The Aldrich Museum of Contemporary Art in Ridgefield, Conn., ranks among the most forward-looking and most highly respected of all smaller museums in this country. It was founded in 1964 by art collector and patron Larry Aldrich in a renovated 1783 mansion that had served originally as a grocery and hardware store during the day and a town meeting house in the evening, and was then transformed, first into a personal home, and then into a church.
In the years since its opening, the Aldrich Museum has become famous as a champion of new talent, and as a place where innovative styles and new modes of artistic expression have occasionally been given their first serious public exposure. As a result, several of its past exhibitions have become recognized as milestones of museum curatorship.
Its two current exhibitions can only strengthen that reputation. The larger is devoted to exploring man's perception of himself through the art of recent years, and the smaller is a 25-year ''mini-retrospective'' of the art of Robert Natkin.

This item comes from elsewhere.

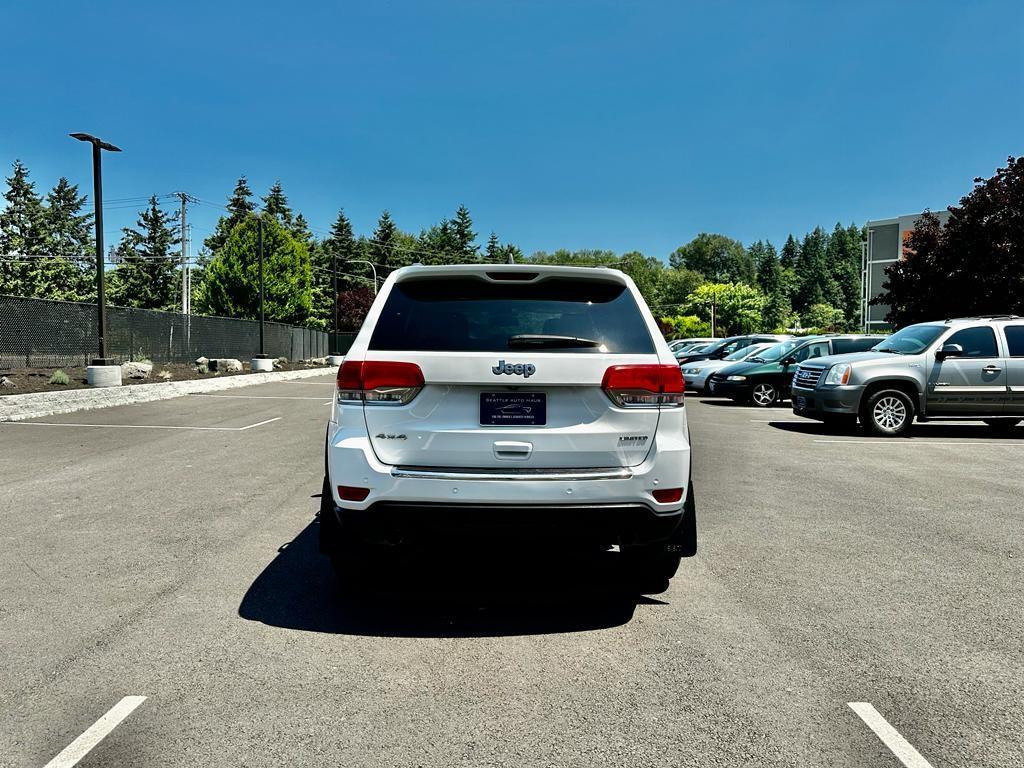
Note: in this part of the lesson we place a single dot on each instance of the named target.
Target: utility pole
(185, 272)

''Homo Sapiens: The Many Images'' is an extraordinarily broad and well-chosen in-depth study of figurative art of the past two decades (although it also includes a few older pieces from the 1940s and '50s). The selection is impressive, and so generally inclusive that anyone visiting the exhibit will receive a very good idea of what has been happening in figurative art of late.

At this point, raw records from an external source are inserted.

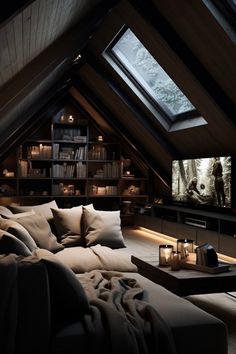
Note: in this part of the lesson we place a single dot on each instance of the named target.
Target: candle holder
(164, 255)
(184, 246)
(175, 259)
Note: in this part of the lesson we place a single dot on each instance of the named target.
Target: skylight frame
(157, 108)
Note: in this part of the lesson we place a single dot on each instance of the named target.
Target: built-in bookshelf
(70, 160)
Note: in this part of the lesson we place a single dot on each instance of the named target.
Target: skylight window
(151, 83)
(150, 75)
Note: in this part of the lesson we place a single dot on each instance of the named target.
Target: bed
(96, 300)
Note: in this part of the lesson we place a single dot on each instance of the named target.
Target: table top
(185, 281)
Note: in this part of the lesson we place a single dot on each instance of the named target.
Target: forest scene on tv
(203, 181)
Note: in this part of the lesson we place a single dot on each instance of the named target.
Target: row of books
(39, 152)
(110, 170)
(69, 153)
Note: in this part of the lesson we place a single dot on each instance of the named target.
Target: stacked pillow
(30, 226)
(77, 226)
(85, 226)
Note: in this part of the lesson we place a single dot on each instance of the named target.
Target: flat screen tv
(202, 182)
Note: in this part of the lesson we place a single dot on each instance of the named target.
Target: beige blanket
(85, 259)
(120, 322)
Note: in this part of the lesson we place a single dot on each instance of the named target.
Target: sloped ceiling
(185, 38)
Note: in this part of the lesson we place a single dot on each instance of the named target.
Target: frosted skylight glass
(150, 75)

He will see, among others, excellent examples by such relative old-timers as Avery, Bacon, De Kooning, Delvaux, Magritte, Marisol, Pearlstein, Tamayo, and Welliver, and by such bushy-tailed newcomers as Baselitz, Chia, Clemente, Fetting, Pench, Salle, and Schnabel. There is also an excellent Andy Warhol ''Portrait of Man Ray,'' and a heartbreakingly frank ''Self Portrait'' by Alice Neel.

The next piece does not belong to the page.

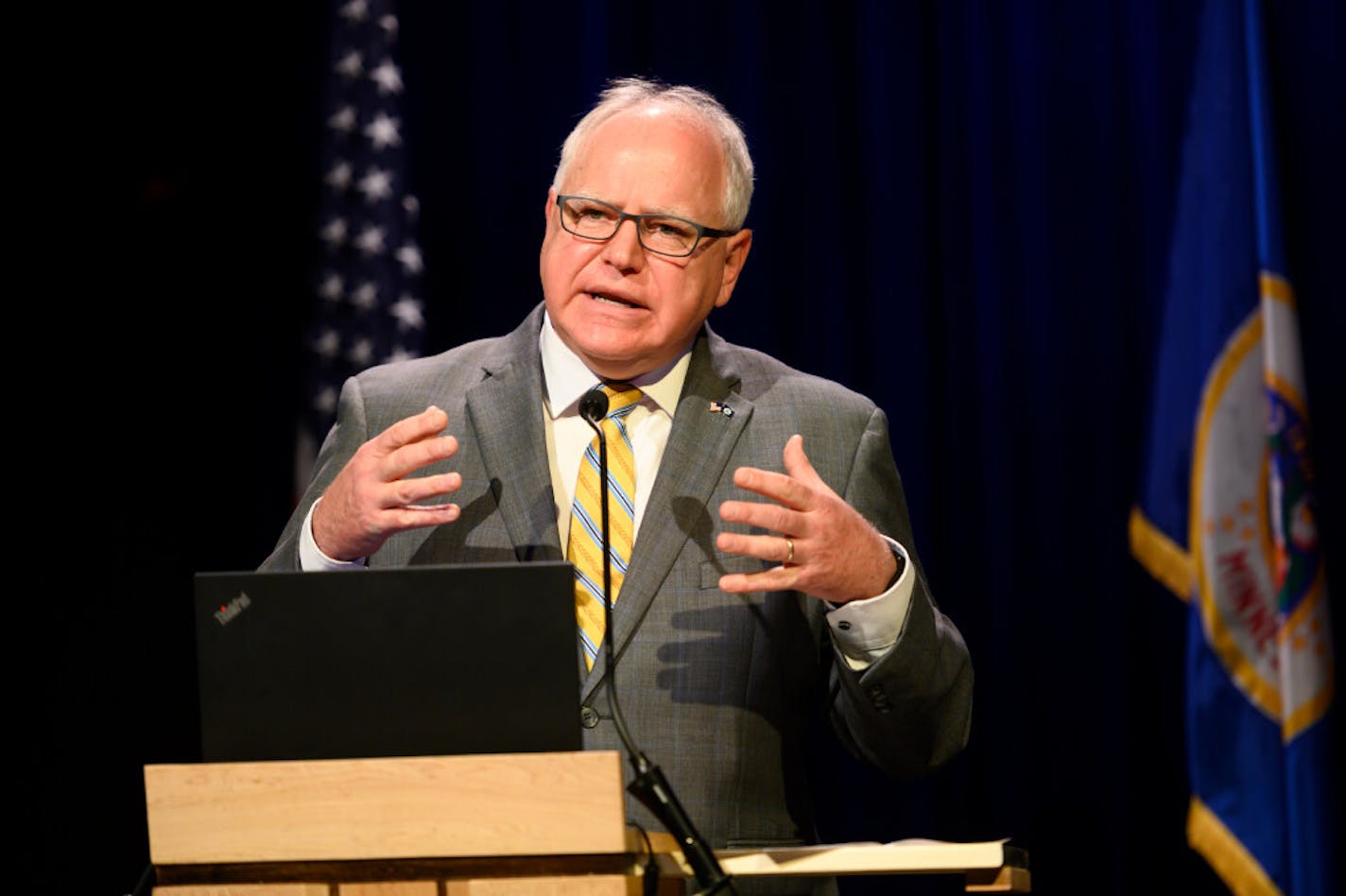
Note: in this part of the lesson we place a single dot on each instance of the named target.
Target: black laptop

The Robert Natkin exhibition is smaller, but was also remarkably well-chosen. It includes examples of his major periods and styles, as well as several smaller drawings and paintings. It's a jewel of a show, in which every piece included serves to round out an affectionately true museum-portrait of one of this country's best lyrical painters.
Both shows will run through Sept. 5. The museum is open to the public Wednesdays, Thursdays, and Fridays from 2 to 4 p.m., and Saturdays and Sundays from 1 to 5 p.m. The address is 258 Main Street, Ridgefield, Conn. 06877.